Yes indeed. I had Coronavirus (aka COVID).
I tested positive for it in late August.
It all started on a Tuesday morning. I woke up feeling a little lethargic. A bit “off.” I also had nasal congestion, a bit of a runny nose, and a scratchy throat.
I went to the neighborhood walk-in clinic to get tested. Tested negative via throat swab. They figured I caught a bit of a cold.
By 8:00 that morning I felt energetic, but still had a runny nose and scratchy throat.
Meanwhile, someone in my office and a few people on job sites we were working on had come up positive. On Thursday we had company-wide testing. Blood test came back negative.
However, on Monday a nasal swab came back positive.
Monday I was sent home to quarantine. I felt fine. Felt energetic, my throat was no longer sore, my nose was no longer runny, but I did have some loss in taste and smell. I was not 100%, but felt more than well enough to go through my daily routine.
I had a slightly elevated resting heart rate, which was a sign my body was fighting *something*.
Over the next several days, I didn’t leave the upstairs of my house. I slept in our spare bedroom and used the upstairs bathroom. I even had my own coffee maker for my morning coffee, which I drank black. I stayed away from the other members of my household; none of whom ended up getting sick, thankfully.
At the end of 14 days, I went back to work and resumed daily activities in full immediately.
The symptoms of COVID
Everywhere you go, you see signs about, “if you have fever, shortness of breath, or a dry cough, don’t come in.”

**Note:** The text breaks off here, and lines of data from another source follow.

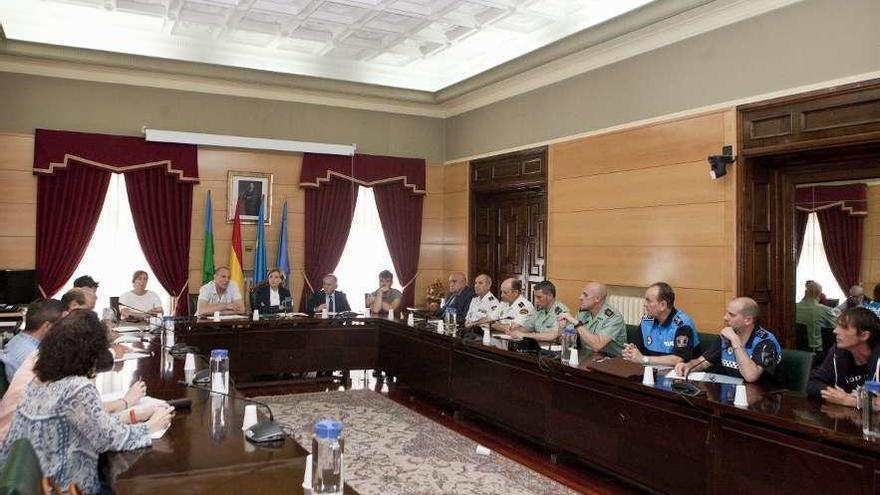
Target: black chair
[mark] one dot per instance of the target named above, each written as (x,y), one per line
(634,334)
(793,372)
(22,474)
(802,340)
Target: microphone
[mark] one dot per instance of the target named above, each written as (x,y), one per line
(260,432)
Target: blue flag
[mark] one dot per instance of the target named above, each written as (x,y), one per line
(260,251)
(281,259)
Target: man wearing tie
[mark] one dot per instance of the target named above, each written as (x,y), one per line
(459,297)
(328,297)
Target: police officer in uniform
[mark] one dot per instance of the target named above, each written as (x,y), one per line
(544,326)
(484,307)
(600,327)
(745,350)
(669,335)
(515,309)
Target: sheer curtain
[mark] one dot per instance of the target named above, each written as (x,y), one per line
(813,263)
(365,254)
(114,252)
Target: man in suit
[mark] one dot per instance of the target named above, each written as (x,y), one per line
(328,297)
(459,297)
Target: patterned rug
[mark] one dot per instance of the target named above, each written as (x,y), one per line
(391,450)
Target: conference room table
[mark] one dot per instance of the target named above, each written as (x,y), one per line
(205,450)
(598,412)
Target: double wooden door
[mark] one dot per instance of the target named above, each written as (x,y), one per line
(509,237)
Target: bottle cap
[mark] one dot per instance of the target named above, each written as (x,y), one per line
(328,429)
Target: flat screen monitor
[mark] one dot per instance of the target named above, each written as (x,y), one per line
(18,286)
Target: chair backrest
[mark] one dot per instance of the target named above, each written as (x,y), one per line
(708,341)
(21,474)
(793,372)
(634,334)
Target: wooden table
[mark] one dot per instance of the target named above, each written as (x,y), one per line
(654,438)
(204,451)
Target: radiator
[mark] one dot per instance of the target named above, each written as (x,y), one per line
(632,308)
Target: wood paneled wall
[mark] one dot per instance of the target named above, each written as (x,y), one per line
(871,246)
(444,226)
(634,207)
(18,203)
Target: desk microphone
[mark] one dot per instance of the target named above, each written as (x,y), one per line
(268,431)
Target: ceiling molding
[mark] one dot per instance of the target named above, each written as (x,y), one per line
(668,22)
(690,23)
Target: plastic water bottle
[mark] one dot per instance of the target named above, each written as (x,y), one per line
(327,450)
(569,342)
(451,320)
(220,370)
(870,399)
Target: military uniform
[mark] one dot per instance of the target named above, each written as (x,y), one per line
(676,335)
(607,322)
(487,306)
(519,312)
(762,347)
(545,319)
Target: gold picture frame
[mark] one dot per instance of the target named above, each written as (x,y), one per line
(250,187)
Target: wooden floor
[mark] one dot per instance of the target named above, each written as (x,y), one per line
(575,475)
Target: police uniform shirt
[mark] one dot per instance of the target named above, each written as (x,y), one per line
(519,312)
(677,335)
(609,323)
(487,306)
(762,347)
(546,319)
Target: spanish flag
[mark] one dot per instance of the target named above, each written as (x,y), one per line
(235,258)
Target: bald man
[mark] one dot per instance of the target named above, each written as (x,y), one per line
(459,297)
(745,350)
(484,307)
(601,327)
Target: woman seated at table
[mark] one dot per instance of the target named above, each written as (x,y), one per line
(61,413)
(141,303)
(850,361)
(270,295)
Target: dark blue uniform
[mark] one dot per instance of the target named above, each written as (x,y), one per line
(677,335)
(762,347)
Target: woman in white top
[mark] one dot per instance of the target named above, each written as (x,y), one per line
(143,302)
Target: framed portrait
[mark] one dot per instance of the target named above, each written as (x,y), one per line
(249,187)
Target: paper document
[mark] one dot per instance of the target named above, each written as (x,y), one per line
(131,355)
(701,376)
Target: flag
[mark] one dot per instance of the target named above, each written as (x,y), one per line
(260,249)
(281,260)
(235,272)
(208,254)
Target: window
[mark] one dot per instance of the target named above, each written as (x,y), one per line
(813,264)
(365,254)
(114,252)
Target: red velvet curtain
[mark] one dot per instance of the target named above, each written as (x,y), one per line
(161,207)
(328,213)
(842,236)
(841,211)
(73,170)
(68,206)
(330,183)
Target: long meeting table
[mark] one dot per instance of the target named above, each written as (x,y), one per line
(654,438)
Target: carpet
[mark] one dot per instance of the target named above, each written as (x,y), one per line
(391,450)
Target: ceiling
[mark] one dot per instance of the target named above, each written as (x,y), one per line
(423,45)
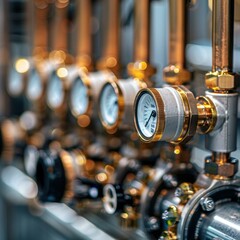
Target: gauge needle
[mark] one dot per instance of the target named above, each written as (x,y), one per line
(153,114)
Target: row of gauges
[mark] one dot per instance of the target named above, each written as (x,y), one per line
(153,186)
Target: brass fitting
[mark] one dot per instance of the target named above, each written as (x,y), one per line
(110,63)
(221,80)
(207,115)
(175,75)
(221,168)
(171,215)
(168,235)
(129,218)
(141,70)
(185,191)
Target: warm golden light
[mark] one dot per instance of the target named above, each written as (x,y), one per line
(22,65)
(101,177)
(62,72)
(83,121)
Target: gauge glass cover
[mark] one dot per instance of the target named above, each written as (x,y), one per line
(15,82)
(79,97)
(109,105)
(34,87)
(55,93)
(146,115)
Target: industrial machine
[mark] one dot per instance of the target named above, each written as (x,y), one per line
(119,119)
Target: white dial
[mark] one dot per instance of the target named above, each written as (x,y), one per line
(34,87)
(15,82)
(31,155)
(109,105)
(79,99)
(146,115)
(55,94)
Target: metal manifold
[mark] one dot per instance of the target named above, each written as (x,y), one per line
(97,144)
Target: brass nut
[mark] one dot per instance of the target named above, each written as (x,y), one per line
(220,80)
(226,169)
(141,70)
(176,76)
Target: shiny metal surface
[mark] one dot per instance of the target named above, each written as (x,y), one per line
(222,39)
(222,223)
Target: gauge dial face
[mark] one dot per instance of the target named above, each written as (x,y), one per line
(34,87)
(55,91)
(79,99)
(146,115)
(109,105)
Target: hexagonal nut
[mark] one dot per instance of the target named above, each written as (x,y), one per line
(141,70)
(228,169)
(220,80)
(176,76)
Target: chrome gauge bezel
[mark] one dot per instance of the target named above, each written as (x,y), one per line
(36,94)
(86,82)
(49,88)
(158,131)
(112,127)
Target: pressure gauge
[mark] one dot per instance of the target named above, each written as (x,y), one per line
(116,103)
(109,105)
(31,155)
(147,115)
(34,86)
(167,114)
(55,92)
(79,97)
(15,84)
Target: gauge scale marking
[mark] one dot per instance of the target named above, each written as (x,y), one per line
(146,115)
(34,88)
(55,93)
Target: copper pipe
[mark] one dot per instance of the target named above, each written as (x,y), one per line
(222,39)
(84,44)
(141,30)
(177,32)
(40,27)
(60,26)
(111,45)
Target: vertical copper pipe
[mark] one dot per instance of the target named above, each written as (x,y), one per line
(40,27)
(141,30)
(111,45)
(84,44)
(177,32)
(222,39)
(60,26)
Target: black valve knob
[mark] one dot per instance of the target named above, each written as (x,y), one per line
(115,198)
(50,177)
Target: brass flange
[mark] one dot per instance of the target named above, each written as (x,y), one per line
(221,80)
(141,70)
(175,75)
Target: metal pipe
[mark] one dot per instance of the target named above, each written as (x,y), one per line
(177,32)
(40,27)
(111,46)
(84,40)
(60,26)
(222,39)
(141,30)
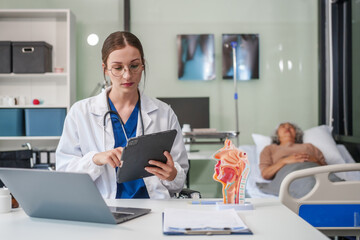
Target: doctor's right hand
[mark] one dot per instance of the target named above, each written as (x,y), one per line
(112,157)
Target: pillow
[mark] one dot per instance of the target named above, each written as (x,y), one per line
(261,142)
(319,136)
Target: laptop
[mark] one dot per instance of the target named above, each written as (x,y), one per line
(63,195)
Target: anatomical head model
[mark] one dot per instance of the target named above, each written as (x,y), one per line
(232,171)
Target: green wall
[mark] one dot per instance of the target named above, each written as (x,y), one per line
(288,34)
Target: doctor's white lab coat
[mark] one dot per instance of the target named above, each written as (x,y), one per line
(82,138)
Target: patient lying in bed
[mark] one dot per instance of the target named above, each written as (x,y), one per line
(286,154)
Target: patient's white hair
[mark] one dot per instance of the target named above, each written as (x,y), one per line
(298,134)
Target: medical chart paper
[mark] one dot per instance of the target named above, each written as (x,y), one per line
(191,221)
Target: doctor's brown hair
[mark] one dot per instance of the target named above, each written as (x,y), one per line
(118,40)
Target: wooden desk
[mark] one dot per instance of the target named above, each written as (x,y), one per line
(269,220)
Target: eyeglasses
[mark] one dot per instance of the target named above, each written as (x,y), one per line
(119,70)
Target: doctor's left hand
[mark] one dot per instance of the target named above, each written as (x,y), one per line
(164,171)
(111,157)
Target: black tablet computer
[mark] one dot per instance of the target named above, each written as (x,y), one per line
(140,150)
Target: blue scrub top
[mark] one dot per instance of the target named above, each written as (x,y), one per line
(135,188)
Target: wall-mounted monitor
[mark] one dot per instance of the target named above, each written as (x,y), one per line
(190,110)
(196,56)
(247,56)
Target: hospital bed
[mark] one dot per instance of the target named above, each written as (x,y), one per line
(331,207)
(333,197)
(319,136)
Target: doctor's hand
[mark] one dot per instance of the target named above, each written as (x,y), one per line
(111,157)
(164,171)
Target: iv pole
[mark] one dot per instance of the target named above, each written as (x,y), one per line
(234,45)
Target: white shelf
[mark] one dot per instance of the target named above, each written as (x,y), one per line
(57,90)
(39,76)
(34,106)
(26,138)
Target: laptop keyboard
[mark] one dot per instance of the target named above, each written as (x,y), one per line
(119,215)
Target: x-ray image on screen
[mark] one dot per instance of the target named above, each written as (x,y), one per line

Those three symptoms were thought to be the key telltale signs of COVID.
Fever: I never at any point registered a fever, which is officially a body temperature of 100.4 degrees F, or greater. My readings throughout ranged from 97.1 to 99.3. The day of my first COVID test, my temperature at the clinic was 97.3. My body did not have to generate enough RPMs, if you will, to ward off my strain of the illness.
Shortness of breath: I had no shortness of breath. I never got winded while I walked. I sometimes walked long distances, and even sometimes with a mask on. I had no difficulty.
Dry cough: I had no lingering dry cough, even during and immediately after my runny nose. I coughed a few times here and there, but no more than I usually do.
Basically, I really thought I had a cold. My symptoms were consistent with a medium-grade cold. I’ve had worse colds, and even a few episodes of influenza that kept me in bed for a day or so.
With COVID, I was never confined to a bed. Not even close.
Out of the woods
As I write this now, I am back to 100%, and have been for over a month and a half.
How much of this do I attribute to my health?
A lot of it, to be honest. I really do believe sticking with an animal-based way of eating helped me fight this off. Along with maybe age, genetics, and other factors.
A guy I work with who caught it around the same time I did spent two months out of work and is still on supplemental oxygen periodically. He spent about a week in the hospital and things weren’t looking good for a bit.
It turned out he was fighting a blood clot in one of his lungs, which took a toll. He’s still taking medication for the blood clot and the amount of scarring on his lungs still remains unknown. But, he’s back at work and is back to normal other than taking in a liter of oxygen once or twice per day.
What would I suggest?
Double-down on your animal-based way of eating. Stay away from carbs, especially junk food. Stay away from processed foods. Stay away from anything that causes inflammation.
I believe keeping inflammation levels low is key to fighting this off if you should catch it.
If you catch COVID, your inflammation levels will naturally increase as a defense mechanism.
If you test positive for COVID, triple-down on an animal-based way of eating.
Take the recommended serving of zinc and quercetin daily. The quercetin will help your body absorb the zinc. Also, keep eating plenty of salt and drinking plenty of water. Take it easy on physical activities. Take a light walk, but keep it light.
If you notice breathing difficulties, slow down immediately.
We all will respond differently to this, but doing the above certainly won’t hurt.
COVID is for real, and I don’t think it’s going away anytime soon. But how you react to it and prevent against the symptoms of it will help you survive with minimal difficulty.